The current cloud market remains heavily reliant on a few leading technology companies that control hash rate resources, creating substantial barriers for AI startups and research institutions lacking the means to build large-scale infrastructure. High-performance GPUs are difficult and expensive to obtain, and centralized platforms tend to allocate resources preferentially to large customers, leaving vast amounts of idle GPU capacity without neutral allocation channels. Decentralized hash rate mechanisms address these structural inefficiencies through two primary models. The sharing economy model aggregates idle graphics card resources from individuals and small data centers to create a unified network, bypassing tech giant monopolies and enabling flexible resource allocation. Conversely, the distributed hash rate model allows users to rent computing power globally, reducing dependence on single providers and improving the utilization rate of idle hardware to lower entry barriers for high-performance services.
Existing data storage systems are almost entirely dependent on centralized cloud providers such as Google and Meta Platforms, where actual data ownership transfers to the platform upon user upload, resulting in a monopoly on AI training data. Centralized architectures carry inherent operational risks, including policy changes, service disruptions, or platform failures that can lead to irreversible data loss or inaccessibility. Decentralized storage solves these structural problems via two distinct pathways. The sharing economy model, represented by Filecoin and Arweave, pools idle storage space from various participants into a network capable of replacing traditional centralized clouds. The permanent storage model creates multiple backups of data across distributed nodes, reducing reliance on any single platform and ensuring long-term data integrity.
AI research requires massive amounts of training data, yet the current data circulation market is highly fragmented with companies like Hugging Face and major cloud providers dominating revenue and pricing structures. Data creators earn minimal profits, and incentive mechanisms for contributing data lack transparency. On-chain trading markets utilize smart contracts to eliminate intermediaries and establish transparent transaction rules. In direct trading models like Ocean Protocol, data owners and AI developers conduct transactions directly through smart contracts with rewards distributed transparently. In contribution-based reward models like Grass, individuals connect their idle bandwidth to AI data collection efforts and receive compensation based on the value of their contributions.
Traditional AI systems operate as black boxes, making it impossible for outsiders to verify whether model operations comply with regulations or if sensitive user data is securely processed. Zero-knowledge machine learning adds cryptographic verification mechanisms at the AI inference layer to ensure both privacy protection and auditability. Although model operations still occur off-chain, the process generates encrypted credentials proving that the entire process strictly follows predefined rules. These proofs are recorded on-chain rather than the underlying data itself.
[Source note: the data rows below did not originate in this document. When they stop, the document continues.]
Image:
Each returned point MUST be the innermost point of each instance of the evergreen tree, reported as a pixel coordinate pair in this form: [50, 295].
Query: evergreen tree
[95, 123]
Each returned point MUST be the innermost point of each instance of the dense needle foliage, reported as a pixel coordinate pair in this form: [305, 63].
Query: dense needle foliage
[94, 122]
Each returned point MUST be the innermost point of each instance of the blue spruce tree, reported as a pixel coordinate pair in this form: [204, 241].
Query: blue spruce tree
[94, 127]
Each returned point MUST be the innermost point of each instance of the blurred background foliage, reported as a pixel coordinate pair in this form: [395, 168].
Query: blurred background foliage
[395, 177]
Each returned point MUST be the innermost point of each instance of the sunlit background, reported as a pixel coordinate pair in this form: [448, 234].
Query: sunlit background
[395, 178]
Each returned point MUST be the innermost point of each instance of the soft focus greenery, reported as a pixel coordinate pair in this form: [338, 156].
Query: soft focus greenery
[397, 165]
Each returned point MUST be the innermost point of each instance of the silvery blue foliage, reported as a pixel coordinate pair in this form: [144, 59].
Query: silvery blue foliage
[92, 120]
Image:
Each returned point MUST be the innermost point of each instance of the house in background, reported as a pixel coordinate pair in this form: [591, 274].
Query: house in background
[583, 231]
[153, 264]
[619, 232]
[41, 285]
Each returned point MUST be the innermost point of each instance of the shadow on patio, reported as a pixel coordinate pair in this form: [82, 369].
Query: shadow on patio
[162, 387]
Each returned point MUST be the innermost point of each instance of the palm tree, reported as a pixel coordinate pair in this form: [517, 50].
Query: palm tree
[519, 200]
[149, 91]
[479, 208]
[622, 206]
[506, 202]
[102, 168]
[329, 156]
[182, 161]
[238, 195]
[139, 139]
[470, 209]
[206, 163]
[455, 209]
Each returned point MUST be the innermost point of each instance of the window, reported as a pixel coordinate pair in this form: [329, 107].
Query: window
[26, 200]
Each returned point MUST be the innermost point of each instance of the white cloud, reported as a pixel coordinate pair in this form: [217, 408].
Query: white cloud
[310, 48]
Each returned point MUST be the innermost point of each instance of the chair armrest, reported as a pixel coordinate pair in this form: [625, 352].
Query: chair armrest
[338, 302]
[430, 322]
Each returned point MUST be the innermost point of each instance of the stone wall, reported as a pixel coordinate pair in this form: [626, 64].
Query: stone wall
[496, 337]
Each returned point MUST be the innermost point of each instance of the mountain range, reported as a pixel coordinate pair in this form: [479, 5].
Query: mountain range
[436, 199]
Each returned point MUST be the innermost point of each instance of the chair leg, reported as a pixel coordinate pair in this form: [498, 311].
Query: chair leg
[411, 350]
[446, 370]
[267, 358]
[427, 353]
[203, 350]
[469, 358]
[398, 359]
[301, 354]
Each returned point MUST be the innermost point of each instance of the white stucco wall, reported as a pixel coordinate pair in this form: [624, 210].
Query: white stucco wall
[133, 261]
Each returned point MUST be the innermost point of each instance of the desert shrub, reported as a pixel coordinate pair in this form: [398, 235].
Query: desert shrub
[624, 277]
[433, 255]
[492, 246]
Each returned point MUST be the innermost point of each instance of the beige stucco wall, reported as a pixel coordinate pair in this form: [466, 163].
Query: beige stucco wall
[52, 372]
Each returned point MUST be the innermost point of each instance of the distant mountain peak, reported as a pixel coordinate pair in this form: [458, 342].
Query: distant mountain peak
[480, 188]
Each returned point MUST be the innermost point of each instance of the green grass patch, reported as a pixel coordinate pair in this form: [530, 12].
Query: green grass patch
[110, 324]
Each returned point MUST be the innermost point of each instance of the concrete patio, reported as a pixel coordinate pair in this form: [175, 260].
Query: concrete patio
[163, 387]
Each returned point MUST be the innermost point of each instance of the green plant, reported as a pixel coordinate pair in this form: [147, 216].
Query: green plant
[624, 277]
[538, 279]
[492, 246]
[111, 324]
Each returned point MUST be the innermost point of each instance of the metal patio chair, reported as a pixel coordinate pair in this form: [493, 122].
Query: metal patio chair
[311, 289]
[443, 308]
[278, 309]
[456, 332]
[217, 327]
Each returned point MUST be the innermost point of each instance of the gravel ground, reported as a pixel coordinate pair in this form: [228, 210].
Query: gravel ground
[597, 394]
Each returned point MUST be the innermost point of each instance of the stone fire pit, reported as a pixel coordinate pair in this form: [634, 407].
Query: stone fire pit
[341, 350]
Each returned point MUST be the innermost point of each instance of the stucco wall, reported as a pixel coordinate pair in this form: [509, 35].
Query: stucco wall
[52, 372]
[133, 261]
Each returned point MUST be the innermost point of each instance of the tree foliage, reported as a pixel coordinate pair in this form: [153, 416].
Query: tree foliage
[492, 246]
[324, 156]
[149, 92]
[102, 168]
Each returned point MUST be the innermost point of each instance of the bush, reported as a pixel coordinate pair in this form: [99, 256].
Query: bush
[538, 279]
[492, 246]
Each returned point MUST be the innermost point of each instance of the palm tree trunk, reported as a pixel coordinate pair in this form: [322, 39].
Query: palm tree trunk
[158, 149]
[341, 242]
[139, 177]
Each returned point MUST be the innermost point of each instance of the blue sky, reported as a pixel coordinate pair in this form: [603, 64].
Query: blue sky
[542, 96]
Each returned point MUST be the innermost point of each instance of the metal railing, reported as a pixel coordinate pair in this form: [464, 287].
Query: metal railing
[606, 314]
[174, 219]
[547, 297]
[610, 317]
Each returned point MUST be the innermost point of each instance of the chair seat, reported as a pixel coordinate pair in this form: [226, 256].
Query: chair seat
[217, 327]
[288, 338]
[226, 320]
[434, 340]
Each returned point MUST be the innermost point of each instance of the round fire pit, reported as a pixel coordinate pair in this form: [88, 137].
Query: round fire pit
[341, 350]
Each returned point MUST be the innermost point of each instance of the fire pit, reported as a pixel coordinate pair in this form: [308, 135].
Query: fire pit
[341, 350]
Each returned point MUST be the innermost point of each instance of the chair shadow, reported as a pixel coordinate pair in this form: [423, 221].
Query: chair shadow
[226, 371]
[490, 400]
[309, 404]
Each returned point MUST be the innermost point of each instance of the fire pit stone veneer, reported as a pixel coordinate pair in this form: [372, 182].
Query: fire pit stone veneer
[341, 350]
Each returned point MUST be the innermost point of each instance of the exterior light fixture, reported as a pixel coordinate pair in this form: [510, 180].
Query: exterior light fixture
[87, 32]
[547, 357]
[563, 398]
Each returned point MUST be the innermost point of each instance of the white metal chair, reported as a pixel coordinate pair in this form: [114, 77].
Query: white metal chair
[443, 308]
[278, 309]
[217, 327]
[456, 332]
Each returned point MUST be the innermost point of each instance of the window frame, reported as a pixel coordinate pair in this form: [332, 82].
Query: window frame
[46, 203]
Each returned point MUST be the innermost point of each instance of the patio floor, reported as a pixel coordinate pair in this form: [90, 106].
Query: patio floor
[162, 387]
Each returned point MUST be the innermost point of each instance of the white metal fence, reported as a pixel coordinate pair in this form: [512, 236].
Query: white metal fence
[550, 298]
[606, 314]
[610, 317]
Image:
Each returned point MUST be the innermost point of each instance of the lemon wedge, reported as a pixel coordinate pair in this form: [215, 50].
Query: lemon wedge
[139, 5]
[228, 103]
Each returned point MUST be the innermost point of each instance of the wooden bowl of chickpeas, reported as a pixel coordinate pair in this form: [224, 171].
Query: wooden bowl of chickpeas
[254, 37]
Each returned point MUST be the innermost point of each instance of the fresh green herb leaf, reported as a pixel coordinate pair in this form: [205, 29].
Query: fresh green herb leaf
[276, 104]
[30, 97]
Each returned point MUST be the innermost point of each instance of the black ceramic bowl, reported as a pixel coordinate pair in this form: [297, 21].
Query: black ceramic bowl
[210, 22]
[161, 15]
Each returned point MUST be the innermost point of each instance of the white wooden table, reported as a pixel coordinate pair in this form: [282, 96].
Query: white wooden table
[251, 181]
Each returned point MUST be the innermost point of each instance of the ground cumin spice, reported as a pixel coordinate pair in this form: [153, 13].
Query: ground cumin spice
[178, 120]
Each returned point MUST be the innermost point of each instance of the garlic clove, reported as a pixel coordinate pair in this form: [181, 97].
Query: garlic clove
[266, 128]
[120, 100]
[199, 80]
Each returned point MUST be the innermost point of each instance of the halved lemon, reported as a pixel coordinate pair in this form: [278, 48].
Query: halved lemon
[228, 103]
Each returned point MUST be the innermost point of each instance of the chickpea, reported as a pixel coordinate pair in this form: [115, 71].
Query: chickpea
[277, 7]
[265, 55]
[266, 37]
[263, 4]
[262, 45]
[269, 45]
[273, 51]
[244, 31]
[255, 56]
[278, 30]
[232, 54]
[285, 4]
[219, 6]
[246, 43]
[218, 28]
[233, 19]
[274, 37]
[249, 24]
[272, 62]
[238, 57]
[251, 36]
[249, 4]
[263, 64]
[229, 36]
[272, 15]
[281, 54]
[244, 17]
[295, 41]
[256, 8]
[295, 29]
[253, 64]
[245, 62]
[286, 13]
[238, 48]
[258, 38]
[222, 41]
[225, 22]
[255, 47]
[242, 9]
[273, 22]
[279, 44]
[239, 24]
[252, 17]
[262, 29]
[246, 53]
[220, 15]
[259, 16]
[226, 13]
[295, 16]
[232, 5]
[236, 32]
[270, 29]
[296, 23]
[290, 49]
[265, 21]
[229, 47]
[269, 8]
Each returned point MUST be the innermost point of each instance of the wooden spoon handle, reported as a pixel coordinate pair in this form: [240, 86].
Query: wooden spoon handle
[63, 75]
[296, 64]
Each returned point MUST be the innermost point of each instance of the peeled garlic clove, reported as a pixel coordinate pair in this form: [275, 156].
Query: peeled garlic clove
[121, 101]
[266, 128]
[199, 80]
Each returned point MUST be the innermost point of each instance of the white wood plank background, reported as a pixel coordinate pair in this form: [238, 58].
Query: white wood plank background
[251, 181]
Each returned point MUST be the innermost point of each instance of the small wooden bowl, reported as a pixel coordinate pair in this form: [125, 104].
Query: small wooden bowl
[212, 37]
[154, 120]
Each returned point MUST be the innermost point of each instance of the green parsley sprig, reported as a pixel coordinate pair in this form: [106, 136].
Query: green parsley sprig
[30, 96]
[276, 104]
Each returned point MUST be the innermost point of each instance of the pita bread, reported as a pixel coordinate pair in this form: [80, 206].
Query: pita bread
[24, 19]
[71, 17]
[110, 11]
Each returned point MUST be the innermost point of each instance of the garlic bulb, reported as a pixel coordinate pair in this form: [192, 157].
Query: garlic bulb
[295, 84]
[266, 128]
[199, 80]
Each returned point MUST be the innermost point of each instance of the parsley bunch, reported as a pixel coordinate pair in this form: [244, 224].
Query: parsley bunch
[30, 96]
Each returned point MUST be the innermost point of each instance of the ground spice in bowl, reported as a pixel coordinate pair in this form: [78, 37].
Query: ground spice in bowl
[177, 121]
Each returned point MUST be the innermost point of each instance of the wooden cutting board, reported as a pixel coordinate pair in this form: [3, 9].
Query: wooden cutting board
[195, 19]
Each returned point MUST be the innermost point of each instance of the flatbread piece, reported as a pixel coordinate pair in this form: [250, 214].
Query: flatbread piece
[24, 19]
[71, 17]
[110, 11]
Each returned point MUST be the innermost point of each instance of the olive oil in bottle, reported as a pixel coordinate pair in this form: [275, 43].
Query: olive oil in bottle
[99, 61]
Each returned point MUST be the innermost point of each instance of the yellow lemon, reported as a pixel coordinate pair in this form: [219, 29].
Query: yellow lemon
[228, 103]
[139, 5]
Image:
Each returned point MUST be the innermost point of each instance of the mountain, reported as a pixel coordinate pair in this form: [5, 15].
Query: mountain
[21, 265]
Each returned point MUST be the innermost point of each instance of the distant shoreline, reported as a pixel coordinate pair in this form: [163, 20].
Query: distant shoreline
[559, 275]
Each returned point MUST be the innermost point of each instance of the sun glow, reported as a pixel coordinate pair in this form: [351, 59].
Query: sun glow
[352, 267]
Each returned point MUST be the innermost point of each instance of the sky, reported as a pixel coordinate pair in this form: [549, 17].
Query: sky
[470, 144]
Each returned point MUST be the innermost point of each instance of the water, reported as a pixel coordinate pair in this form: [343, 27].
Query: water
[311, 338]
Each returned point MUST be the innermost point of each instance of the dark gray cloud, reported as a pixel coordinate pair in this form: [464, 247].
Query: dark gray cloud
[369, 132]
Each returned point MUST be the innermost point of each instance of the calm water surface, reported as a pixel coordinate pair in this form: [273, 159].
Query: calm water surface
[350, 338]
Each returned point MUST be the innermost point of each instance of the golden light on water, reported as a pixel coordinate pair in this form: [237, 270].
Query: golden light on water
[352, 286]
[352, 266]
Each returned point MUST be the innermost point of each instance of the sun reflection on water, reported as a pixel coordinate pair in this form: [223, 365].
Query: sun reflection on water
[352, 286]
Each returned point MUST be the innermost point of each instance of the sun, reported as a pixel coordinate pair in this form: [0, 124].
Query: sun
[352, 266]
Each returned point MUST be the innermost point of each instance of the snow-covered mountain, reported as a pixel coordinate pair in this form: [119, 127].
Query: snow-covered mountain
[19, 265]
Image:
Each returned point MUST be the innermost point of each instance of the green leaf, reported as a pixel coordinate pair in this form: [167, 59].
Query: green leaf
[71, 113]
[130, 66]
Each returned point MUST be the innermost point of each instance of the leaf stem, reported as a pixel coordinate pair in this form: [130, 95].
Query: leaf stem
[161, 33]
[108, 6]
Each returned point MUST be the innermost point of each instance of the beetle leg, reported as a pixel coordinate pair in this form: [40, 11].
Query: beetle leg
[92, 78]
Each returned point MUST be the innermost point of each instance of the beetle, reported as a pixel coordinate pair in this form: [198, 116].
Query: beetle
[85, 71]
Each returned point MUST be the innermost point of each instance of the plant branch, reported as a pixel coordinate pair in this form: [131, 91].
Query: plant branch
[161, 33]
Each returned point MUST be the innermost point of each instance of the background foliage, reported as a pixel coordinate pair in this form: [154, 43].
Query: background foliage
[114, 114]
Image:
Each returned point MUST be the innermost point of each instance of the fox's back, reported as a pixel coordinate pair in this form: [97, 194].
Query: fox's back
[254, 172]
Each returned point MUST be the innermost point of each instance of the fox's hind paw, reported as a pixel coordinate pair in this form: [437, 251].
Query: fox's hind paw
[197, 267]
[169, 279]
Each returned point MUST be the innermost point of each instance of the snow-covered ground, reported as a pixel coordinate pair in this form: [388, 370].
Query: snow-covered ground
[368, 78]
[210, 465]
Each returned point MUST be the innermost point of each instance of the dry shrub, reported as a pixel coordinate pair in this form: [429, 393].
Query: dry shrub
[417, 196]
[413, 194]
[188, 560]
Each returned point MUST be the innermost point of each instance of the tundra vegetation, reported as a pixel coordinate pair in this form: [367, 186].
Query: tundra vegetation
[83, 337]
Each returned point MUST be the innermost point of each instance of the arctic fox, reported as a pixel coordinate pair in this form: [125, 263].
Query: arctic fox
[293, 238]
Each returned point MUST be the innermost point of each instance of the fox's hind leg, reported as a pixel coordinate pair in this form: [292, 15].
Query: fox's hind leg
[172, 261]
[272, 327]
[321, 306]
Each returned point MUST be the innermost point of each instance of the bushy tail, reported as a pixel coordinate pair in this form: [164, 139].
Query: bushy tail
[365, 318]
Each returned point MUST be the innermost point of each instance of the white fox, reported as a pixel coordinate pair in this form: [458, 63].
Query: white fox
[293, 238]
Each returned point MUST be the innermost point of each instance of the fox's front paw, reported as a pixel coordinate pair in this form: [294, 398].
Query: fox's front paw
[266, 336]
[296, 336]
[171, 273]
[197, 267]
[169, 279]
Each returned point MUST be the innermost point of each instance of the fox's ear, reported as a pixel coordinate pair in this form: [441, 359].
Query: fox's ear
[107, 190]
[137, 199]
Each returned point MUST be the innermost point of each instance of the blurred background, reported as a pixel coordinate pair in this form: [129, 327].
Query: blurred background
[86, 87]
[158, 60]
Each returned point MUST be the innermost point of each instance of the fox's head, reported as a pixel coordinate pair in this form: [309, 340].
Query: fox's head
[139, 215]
For example, in medical insurance claims processing, hospitals only need to upload proof that AI operations comply with regulations rather than the entire patient record, allowing insurance companies to verify authenticity without accessing original private medical data.
AI entities are gradually evolving from tools to autonomous economic entities that serve as the core of traffic and value creation. The existing financial system is designed based on human consumption patterns and is naturally unsuitable for machine-driven payment scenarios. The emerging entity economy requires millisecond-level high-frequency small transactions and real-time cross-border settlements, which traditional financial infrastructure struggles to support. On-chain AI infrastructure addresses this through two mechanisms. The autonomous execution and control mechanism assigns unique wallets and identities to AI entities, allowing them to directly sign transactions with configurable spending limits and security measures to prevent unexpected behavior. The protocol-based settlement mechanism uses stablecoin payment protocols such as x402 to settle microtransactions and high-frequency payments in real time, bypassing currency conversion and approval processes.
The capital logic of the traditional AI value chain revolves around breaking through development bottlenecks, where factors like video memory, power consumption, and data transmission bandwidth have become limiting factors. Companies that can quickly address these issues, such as those producing high-bandwidth memory or providing power infrastructure, receive substantial funding and see their market caps increase. The market is willing to pay a high price for solutions that break through growth bottlenecks. Blockchain plus AI projects do target real industry pain points but have yet to receive the same level of market attention. If these issues were truly urgent, significant market transformation would have already occurred. Even though decentralized hash rate and data rights verification represent valuable areas, they struggle to attract mainstream capital because there is a serious mismatch between the technical capabilities of suppliers and the needs of capital-seeking buyers.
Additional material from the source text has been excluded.